Cosa semejante hacían en el estanque que, a manera de playa cerrada había en el interior del Castillo, donde se arrojaban todas las inmundicias que eran devoradas por las jaibas y los erizos de mar.
Había otra clase de trabajo: el de los matanceros que se encargaban de sacrificar el ganado con que se alimentaban los reclusos, ganado que siempre era bravo y los reclusos se veían obligados a lidiarlo mal de su grado, con funestas consecuencias muchas veces, pues pocos eran los diestros que salían bien librados ...
... A los reos políticos se les excluía de ciertos trabajos, porque los que se consideraban como temibles permanecían incomunicados rigurosamente en las pequeñas galeras, y los demás, en otra independiente de las de los reos comunes. En cambio, ninguno de ellos escapó a la befa y al escarnio y a los azotes de los verdugos, puesto que eran reos calificados de traidores a don Podirio Díaz ...
... El rancho que a mediodía se daba a los reclusos se componía de caldo, sopa de arroz de varios días, carne casi siempre agusanada y frijoles acidos. Los domingos había comida especial, pues le ponían al caldo chile y servían en la sopa algunos desperdicios de los hoteles de Veracruz que tal vez, por no arrojarlos a los perros del puerto, se llevaban a los presos de Ulúa ...
... Los reclusos se bañaban y lavaban su ropa cada domingo cerca de un pozo del que se extraía el agua con una lata petrolera amarrada a una soga; a veces no alcanzaba el tiempo que daban para bañarse ni a secar la ropa, y había que ponérsela mojada, para que el cuerpo secara lo que el sol no había logrado hacer. Cuando los calores eran más rigurosos se permitía a los reclusos bañarse por las mañanas en el estanque de que hablamos, y al día siguiente ya estaban los desgraciados llenos de granos y con el horror de curarse en la enfermería, porque sabían que el remedio resultaba peor que la misma enfermedad, pues bien puede decirse que el que pedía ir a la enfermería casi era igual que pedir ir a La Puntilla ...

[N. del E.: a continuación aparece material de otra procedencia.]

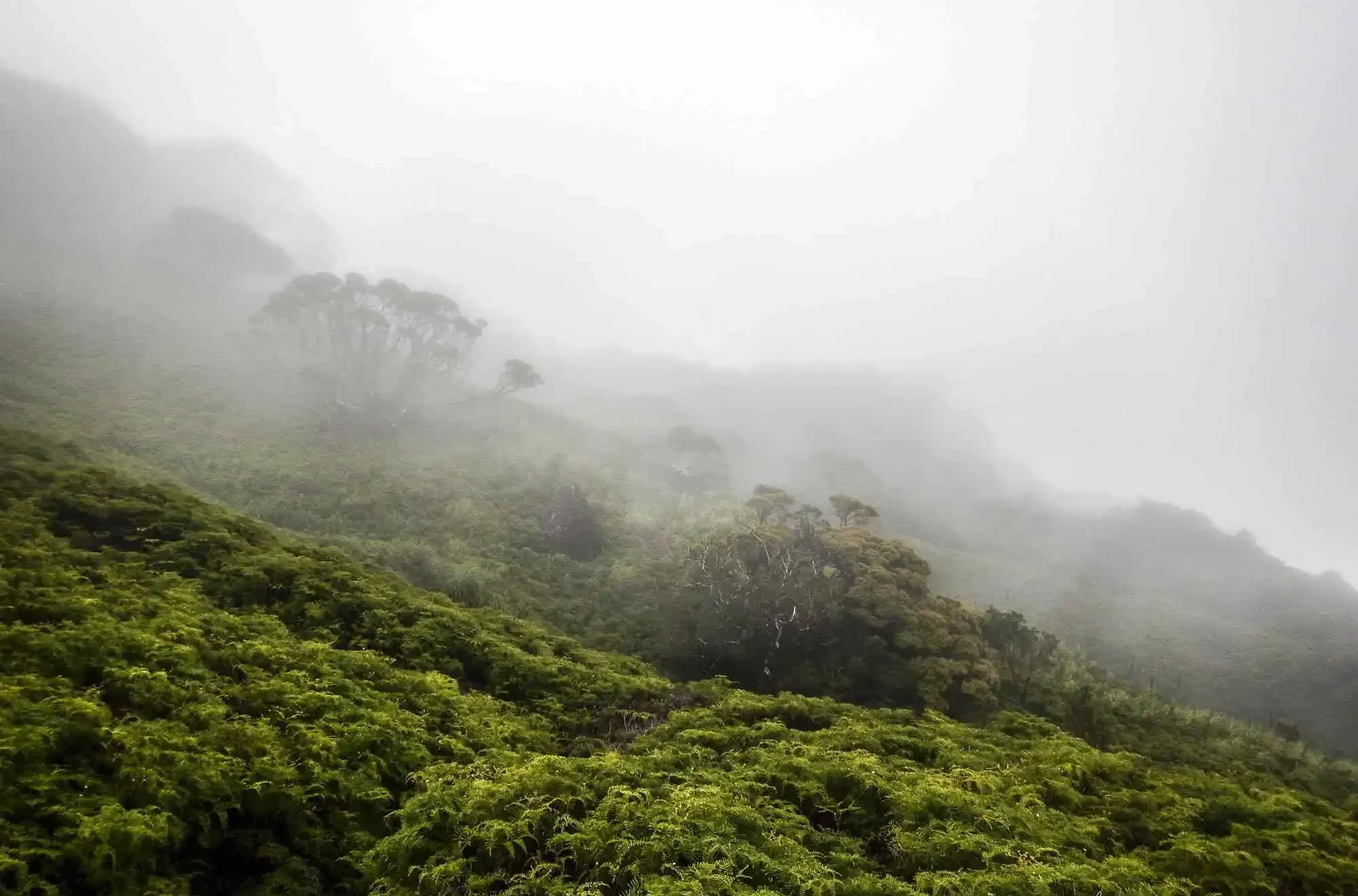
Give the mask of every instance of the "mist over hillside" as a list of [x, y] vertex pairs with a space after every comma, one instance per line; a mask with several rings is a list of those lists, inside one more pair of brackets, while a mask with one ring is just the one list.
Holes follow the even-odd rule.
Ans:
[[0, 29], [0, 893], [1358, 896], [1351, 16], [610, 3]]
[[[329, 251], [329, 228], [300, 187], [242, 147], [151, 147], [90, 100], [30, 79], [5, 76], [3, 96], [18, 110], [10, 126], [23, 148], [4, 172], [19, 200], [5, 210], [10, 300], [73, 284], [96, 303], [187, 327], [174, 338], [201, 341], [200, 357], [217, 354], [227, 365], [219, 376], [257, 364], [239, 354], [246, 319], [301, 259]], [[69, 144], [86, 155], [53, 151]], [[488, 307], [437, 276], [373, 274]], [[774, 483], [822, 505], [858, 496], [880, 509], [885, 531], [915, 544], [948, 593], [1019, 610], [1115, 672], [1191, 703], [1259, 722], [1296, 715], [1315, 737], [1348, 739], [1358, 595], [1347, 582], [1290, 569], [1248, 534], [1186, 509], [1058, 493], [1008, 459], [928, 369], [737, 371], [579, 352], [531, 323], [498, 323], [474, 377], [493, 379], [498, 358], [531, 356], [546, 383], [528, 400], [641, 445], [661, 472], [680, 463], [667, 433], [710, 436], [721, 475], [709, 487], [739, 498]]]

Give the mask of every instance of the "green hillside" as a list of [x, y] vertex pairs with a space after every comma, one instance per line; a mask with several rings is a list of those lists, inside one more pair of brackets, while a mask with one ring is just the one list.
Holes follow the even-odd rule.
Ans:
[[0, 451], [0, 892], [1358, 892], [1358, 790], [1285, 744], [679, 687]]

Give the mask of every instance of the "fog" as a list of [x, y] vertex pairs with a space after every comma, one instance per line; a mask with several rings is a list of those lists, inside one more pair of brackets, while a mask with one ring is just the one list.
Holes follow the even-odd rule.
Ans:
[[0, 65], [152, 141], [273, 160], [299, 259], [454, 282], [558, 354], [925, 377], [1055, 489], [1358, 577], [1342, 0], [8, 0], [0, 24]]

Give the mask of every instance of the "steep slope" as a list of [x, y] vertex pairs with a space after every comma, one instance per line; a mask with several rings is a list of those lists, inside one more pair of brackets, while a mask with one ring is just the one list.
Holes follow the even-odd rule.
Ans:
[[3, 892], [1358, 893], [1351, 779], [676, 688], [23, 433], [0, 483]]

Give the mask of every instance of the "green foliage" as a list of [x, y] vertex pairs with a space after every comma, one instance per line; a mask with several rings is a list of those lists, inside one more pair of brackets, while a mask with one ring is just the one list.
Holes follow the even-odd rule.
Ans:
[[[361, 274], [299, 274], [273, 293], [253, 319], [280, 372], [296, 368], [322, 407], [390, 428], [430, 398], [447, 402], [486, 322], [471, 320], [448, 296], [413, 291]], [[526, 361], [511, 358], [493, 395], [542, 383]]]
[[830, 506], [834, 508], [835, 516], [839, 517], [839, 525], [866, 525], [881, 516], [877, 513], [877, 508], [847, 494], [830, 496]]
[[1050, 725], [732, 692], [623, 753], [436, 766], [380, 893], [1353, 893], [1358, 824]]
[[[0, 532], [0, 892], [1358, 893], [1351, 779], [676, 688], [22, 433]], [[849, 581], [830, 631], [929, 605], [899, 542], [781, 532]]]
[[687, 572], [663, 660], [687, 677], [959, 714], [994, 703], [980, 614], [930, 593], [902, 542], [813, 519], [736, 525], [694, 546]]

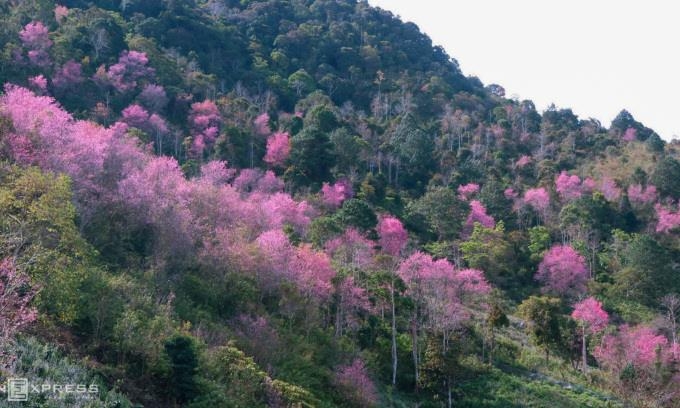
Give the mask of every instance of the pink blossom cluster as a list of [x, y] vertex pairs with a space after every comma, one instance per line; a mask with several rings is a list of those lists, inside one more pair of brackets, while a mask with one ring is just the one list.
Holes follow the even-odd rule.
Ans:
[[640, 184], [631, 184], [628, 186], [628, 200], [633, 205], [642, 206], [655, 202], [657, 199], [656, 187], [654, 185], [647, 185], [642, 187]]
[[460, 197], [461, 200], [469, 200], [477, 193], [479, 193], [479, 184], [468, 183], [458, 186], [458, 197]]
[[142, 78], [151, 77], [154, 69], [148, 66], [146, 53], [139, 51], [123, 51], [118, 62], [111, 65], [106, 77], [119, 92], [128, 92], [137, 87]]
[[593, 297], [578, 302], [571, 317], [581, 322], [591, 334], [601, 332], [609, 323], [609, 314], [602, 309], [602, 303]]
[[524, 192], [524, 204], [527, 204], [534, 210], [543, 213], [550, 206], [550, 195], [543, 187], [531, 188]]
[[583, 256], [569, 245], [555, 245], [538, 265], [536, 280], [545, 292], [576, 295], [585, 292], [588, 269]]
[[391, 215], [380, 217], [376, 230], [383, 252], [399, 256], [408, 240], [408, 233], [401, 221]]
[[470, 201], [470, 214], [465, 221], [464, 235], [472, 232], [475, 223], [480, 224], [484, 228], [493, 228], [496, 226], [496, 220], [486, 213], [486, 207], [478, 200]]
[[0, 340], [12, 337], [16, 332], [34, 322], [35, 308], [29, 306], [35, 296], [30, 279], [16, 269], [10, 258], [0, 260]]
[[290, 155], [290, 135], [276, 132], [267, 138], [267, 153], [264, 161], [272, 166], [282, 167]]
[[359, 358], [350, 365], [338, 367], [335, 382], [356, 407], [372, 407], [378, 403], [375, 384], [369, 378], [364, 362]]
[[564, 201], [578, 199], [583, 193], [581, 179], [579, 176], [570, 176], [566, 171], [562, 171], [559, 176], [555, 178], [555, 190]]
[[338, 208], [345, 200], [352, 198], [354, 192], [349, 180], [342, 179], [334, 184], [323, 183], [321, 195], [324, 204], [331, 208]]
[[656, 223], [656, 232], [668, 233], [680, 226], [680, 210], [673, 211], [658, 203], [654, 205], [654, 210], [656, 211], [656, 217], [658, 219]]

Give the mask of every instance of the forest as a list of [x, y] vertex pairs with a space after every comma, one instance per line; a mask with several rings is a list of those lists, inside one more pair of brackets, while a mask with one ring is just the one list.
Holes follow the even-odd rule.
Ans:
[[0, 18], [0, 384], [86, 387], [0, 406], [680, 407], [680, 144], [626, 110], [360, 0]]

... La Puntilla era un pedazo de islote formando un ángulo agudo por lo que se le daba ese nombre, y ahí se dejaba a los muertos casi a flor de tierra, pues no era posible sepultarlos porque a poco que se escarbaba salía el agua. La Puntilla era el panteón donde reposaban provisionalmente los restos de los que fallecían en Ulúa, ya fuera por enfermedad contraída a consecuencia del clima, el mal ambiente que se respiraba en las galeras, las palizas o azotainas, la inhumanidad del enfermero, la melancolía o el pavor; pues todos estos efectos de una misma causa producían la muerte en los individuos. Cada difunto era amortajado en su propia cobija, debiendo advertir que a cada recluso se le habilitaba al llegar a Ulúa, o desde la cárcel de Veracruz, de una cobija usada, un uniforme usado, un sombrero de palma en idénticas condiciones, un petate y un par de huaraches.

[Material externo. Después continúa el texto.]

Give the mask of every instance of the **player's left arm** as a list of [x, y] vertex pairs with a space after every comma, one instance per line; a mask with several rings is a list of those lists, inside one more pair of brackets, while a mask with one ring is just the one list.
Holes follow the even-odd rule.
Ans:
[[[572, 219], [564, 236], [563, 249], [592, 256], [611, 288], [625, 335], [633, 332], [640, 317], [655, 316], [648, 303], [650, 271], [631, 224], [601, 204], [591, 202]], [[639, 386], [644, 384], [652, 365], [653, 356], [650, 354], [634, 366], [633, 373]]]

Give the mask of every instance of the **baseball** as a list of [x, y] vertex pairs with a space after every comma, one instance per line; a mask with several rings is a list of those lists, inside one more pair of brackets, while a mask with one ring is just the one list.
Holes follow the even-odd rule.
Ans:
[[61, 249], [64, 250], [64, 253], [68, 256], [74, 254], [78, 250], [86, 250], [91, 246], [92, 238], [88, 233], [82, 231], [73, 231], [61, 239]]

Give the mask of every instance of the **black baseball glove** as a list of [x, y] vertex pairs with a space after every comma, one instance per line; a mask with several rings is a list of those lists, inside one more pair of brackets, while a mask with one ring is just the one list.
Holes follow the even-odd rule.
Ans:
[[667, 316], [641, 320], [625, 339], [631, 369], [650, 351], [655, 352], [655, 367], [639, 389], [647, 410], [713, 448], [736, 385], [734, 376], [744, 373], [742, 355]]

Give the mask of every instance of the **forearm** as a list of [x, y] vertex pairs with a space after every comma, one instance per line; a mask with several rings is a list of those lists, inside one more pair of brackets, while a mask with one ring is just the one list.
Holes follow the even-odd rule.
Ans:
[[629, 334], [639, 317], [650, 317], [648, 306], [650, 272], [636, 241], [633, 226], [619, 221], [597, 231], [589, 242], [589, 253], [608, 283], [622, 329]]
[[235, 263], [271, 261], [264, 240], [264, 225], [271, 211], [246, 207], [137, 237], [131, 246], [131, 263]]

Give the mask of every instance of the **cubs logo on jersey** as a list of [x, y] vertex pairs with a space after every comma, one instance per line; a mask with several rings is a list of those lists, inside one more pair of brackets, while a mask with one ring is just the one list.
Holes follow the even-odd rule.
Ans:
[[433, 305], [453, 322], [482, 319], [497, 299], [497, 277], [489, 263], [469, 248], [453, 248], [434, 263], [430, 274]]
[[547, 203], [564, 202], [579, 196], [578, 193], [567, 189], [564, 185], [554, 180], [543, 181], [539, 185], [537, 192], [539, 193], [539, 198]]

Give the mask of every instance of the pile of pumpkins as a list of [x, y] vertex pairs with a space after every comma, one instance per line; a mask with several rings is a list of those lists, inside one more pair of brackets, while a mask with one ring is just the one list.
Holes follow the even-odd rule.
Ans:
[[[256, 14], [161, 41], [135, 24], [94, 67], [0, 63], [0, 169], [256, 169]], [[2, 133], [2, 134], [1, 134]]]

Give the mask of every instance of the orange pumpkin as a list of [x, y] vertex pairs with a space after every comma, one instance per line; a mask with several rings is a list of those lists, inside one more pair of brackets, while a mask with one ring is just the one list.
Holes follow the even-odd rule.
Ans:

Una vez en La Puntilla los cadáveres, se abría la sepultura por los mismos reclusos a cada cual, y se enterraban los cuerpos, qué digo, se dejaban ahí los cuerpos inertes y provisionalmente como antes he dicho, porque a poco de retirarse los enterradores, las jaibas y los cangrejos en gran cantidad y atropelladamente, daban cuenta con los muertos que devoraban con tal rapidez, que muchas veces a las veinticuatro horas de sepultados, ya sólo quedaban las osamentas sobre la superficie de la tierra húmeda, y este espectáculo espeluznante lo presenciaban a menudo los reclusos, pensando que un día más y a ellos tocaría el turno de quedar insepultos, lejos de los suyos y devorados por las alimañas, en presencia de sus compañeros de presidio y para regocijo de los verdugos.